Using Rsync and SSH
Keys, Validating, and Automation
This document covers using cron, ssh, and rsync to backup files over
a local network or the Internet. Part of my goal is to ensure no user
intervention is required when the computer is restarted (for passwords,
keys, or key managers).
I like to backup some logging, mail, and configuration information sometimes 
on hosts across the network and Internet, and here is a way I have found to 
do it. You'll need these packages installed:
- rsync
- openssh
- cron (or vixie-cron)
Please note these instructions may be specific to Red Hat Linux versions
7.3, 9, and Fedora Core 3, but I hope they won't be too hard to adapt to
almost any *NIX type OS. The man pages for 'ssh' and 'rsync' should be
helpful to you if you need to change some things (use the "man ssh" and
"man rsync" commands).
First, I'll define some variables. In my explanation, I will be synchronizing 
files (copying only new or changed files) one way, and I will be starting 
this process from the host I want to copy things to. In other words, I 
will be syncing files from /remote/dir/ on remotehost, as 
remoteuser, to /this/dir/ on thishost, as thisuser. 

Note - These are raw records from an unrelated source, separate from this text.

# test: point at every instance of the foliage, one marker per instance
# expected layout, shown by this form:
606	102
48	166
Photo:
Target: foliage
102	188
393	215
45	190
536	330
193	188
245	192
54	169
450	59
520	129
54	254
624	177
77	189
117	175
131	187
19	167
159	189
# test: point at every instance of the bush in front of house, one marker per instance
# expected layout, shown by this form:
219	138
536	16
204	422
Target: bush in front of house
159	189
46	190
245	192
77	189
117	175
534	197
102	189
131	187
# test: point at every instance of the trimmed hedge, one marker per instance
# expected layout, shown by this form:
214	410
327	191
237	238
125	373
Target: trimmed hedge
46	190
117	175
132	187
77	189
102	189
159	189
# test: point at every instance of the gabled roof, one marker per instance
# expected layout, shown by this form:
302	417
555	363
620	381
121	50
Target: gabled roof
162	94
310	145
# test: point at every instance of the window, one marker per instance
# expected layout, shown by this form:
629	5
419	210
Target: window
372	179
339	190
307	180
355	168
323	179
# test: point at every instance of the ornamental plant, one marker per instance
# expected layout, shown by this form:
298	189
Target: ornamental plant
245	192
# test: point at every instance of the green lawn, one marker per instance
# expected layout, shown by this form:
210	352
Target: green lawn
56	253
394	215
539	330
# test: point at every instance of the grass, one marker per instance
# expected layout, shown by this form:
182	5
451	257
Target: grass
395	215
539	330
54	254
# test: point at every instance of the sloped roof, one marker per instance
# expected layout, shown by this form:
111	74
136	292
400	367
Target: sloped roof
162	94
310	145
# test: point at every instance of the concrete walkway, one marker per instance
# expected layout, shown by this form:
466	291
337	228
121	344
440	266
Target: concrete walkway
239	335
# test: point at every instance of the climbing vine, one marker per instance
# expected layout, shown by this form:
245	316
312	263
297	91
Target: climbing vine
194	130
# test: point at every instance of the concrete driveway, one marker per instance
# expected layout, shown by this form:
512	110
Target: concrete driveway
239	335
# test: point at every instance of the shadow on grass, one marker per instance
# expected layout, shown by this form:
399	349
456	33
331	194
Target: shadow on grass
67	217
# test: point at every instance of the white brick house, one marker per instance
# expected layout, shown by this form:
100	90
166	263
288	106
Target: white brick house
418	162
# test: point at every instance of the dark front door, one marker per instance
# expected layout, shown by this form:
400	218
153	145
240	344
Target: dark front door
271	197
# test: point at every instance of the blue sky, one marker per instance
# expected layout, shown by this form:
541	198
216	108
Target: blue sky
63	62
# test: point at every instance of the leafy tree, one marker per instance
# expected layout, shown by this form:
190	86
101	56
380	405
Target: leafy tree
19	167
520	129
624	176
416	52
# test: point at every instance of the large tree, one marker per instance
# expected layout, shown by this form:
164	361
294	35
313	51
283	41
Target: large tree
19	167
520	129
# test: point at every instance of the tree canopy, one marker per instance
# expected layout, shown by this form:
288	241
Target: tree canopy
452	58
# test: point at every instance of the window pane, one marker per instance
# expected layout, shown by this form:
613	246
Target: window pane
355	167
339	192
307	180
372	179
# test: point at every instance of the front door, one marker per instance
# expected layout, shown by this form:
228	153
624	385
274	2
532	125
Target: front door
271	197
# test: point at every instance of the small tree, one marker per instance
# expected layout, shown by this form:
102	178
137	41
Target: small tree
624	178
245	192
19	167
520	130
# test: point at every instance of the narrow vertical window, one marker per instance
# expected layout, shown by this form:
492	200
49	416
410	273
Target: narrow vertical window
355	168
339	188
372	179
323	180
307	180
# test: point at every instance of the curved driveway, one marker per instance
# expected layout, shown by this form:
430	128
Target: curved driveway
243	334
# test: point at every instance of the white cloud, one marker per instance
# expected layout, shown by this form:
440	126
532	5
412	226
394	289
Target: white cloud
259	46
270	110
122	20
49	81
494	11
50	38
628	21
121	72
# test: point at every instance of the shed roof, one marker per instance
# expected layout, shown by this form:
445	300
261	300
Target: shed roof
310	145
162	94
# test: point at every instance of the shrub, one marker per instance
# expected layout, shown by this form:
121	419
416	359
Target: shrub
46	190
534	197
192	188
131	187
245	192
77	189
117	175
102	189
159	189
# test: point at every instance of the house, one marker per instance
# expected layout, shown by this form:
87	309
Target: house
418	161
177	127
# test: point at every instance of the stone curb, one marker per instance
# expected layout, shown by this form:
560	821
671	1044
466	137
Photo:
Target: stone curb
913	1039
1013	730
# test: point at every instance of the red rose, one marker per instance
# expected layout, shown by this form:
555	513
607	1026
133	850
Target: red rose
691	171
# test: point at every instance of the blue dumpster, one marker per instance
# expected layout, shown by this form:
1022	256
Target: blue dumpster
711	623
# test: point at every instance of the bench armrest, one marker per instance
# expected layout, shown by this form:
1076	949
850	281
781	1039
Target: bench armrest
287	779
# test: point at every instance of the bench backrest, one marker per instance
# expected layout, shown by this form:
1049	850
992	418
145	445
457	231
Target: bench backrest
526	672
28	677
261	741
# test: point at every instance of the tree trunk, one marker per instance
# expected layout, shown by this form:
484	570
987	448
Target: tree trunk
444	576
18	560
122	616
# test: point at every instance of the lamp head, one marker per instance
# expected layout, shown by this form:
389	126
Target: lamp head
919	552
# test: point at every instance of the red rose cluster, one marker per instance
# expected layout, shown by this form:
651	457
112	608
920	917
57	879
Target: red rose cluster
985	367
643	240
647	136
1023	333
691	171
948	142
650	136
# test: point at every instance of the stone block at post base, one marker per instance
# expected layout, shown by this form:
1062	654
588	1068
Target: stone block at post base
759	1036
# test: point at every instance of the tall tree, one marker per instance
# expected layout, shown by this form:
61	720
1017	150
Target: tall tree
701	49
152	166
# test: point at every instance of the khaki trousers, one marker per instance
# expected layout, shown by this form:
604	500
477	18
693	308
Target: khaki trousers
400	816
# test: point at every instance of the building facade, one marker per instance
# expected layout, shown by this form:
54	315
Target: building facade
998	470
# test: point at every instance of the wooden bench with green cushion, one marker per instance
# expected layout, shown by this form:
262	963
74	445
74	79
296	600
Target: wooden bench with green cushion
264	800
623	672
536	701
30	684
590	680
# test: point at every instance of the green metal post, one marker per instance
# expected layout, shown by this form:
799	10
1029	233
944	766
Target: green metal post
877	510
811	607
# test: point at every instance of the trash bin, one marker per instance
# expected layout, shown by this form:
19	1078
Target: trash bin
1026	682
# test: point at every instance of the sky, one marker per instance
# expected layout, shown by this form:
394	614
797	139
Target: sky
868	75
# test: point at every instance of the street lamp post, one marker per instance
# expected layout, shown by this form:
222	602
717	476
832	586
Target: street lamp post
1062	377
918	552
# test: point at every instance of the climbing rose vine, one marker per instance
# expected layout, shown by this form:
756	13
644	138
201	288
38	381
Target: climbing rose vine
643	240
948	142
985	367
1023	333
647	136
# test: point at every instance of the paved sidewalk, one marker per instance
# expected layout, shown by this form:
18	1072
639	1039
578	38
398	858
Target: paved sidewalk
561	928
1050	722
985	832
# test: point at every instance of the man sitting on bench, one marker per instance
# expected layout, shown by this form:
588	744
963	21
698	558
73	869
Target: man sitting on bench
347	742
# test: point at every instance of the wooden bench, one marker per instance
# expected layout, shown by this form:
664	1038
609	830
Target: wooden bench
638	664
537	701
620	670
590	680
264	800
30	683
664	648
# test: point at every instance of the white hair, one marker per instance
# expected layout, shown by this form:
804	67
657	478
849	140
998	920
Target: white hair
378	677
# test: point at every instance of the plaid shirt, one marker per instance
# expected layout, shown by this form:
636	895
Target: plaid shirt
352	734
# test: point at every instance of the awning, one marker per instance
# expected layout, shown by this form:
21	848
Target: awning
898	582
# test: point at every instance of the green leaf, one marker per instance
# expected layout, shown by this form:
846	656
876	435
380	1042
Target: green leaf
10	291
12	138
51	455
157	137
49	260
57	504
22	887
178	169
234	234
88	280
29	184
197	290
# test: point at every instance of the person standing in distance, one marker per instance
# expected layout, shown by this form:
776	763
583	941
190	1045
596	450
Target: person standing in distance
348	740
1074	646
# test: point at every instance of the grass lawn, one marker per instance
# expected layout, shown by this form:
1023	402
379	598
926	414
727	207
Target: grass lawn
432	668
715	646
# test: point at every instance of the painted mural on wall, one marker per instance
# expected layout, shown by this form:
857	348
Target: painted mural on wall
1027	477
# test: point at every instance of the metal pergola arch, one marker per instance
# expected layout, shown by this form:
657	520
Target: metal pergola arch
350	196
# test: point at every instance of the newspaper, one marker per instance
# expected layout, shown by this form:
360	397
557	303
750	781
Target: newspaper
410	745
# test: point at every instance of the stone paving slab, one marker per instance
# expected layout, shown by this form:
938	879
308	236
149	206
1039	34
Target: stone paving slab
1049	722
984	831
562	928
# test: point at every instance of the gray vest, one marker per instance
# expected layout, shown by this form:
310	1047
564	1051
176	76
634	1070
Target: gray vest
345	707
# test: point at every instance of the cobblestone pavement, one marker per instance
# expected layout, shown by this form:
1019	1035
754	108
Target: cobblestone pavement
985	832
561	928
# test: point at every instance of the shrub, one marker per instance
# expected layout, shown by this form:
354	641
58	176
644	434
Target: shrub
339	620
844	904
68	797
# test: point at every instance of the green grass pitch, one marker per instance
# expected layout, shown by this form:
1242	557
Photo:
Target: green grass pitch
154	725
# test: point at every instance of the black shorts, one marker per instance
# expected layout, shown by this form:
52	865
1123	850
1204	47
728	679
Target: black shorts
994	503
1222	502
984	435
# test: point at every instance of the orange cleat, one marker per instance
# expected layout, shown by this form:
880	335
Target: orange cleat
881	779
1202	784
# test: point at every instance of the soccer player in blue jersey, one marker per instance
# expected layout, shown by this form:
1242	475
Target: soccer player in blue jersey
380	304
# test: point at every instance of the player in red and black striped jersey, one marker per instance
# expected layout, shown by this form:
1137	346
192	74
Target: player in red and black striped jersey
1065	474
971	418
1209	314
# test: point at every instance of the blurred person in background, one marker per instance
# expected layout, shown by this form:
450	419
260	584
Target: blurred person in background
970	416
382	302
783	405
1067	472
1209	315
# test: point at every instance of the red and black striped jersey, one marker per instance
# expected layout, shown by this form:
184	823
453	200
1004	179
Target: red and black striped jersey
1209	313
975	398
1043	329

I want to make sure that 'rsync' over 'ssh' works at all before I begin 
to automate the process, so I test it first as 
thisuser:
$ rsync -avz -e ssh remoteuser@remotehost:/remote/dir /this/dir/ 
and type in 
remoteuser@
remotehost's password when prompted.
I do need to make sure that 
remoteuser has read permissions 
to /remote/dir/ on 
remotehost, and that 
thisuser 
has write permissions to /this/dir/ on 
thishost. Also, 
'rsync' and 'ssh' should be in 
thisuser's path (use 
"which ssh" and "which rsync"), 'rsync' should be in 
remoteuser's path, and 'sshd' should be running on 
remotehost.
Configuring thishost
If that all worked out, or I eventually made it work, I am ready for the 
next step. I need to generate a private/public pair of keys to allow 
a 'ssh' connection without asking for a password. This may sound dangerous,
and it is, but it is better than storing a user password (or key password)
as clear text in the script
[0].
I can also put limitations on where connections made with this key
can come from, and on what they can do when connected.
Anyway, I generate the key I will
use on 
thishost (as 
thisuser):
$ ssh-keygen -t rsa -b 2048 -f /home/thisuser/cron/thishost-rsync-key 
Generating public/private rsa key pair. 
Enter passphrase (empty for no passphrase): [press enter here] 
Enter same passphrase again: [press enter here] 
Your identification has been saved in /home/thisuser/cron/thishost-rsync-key. 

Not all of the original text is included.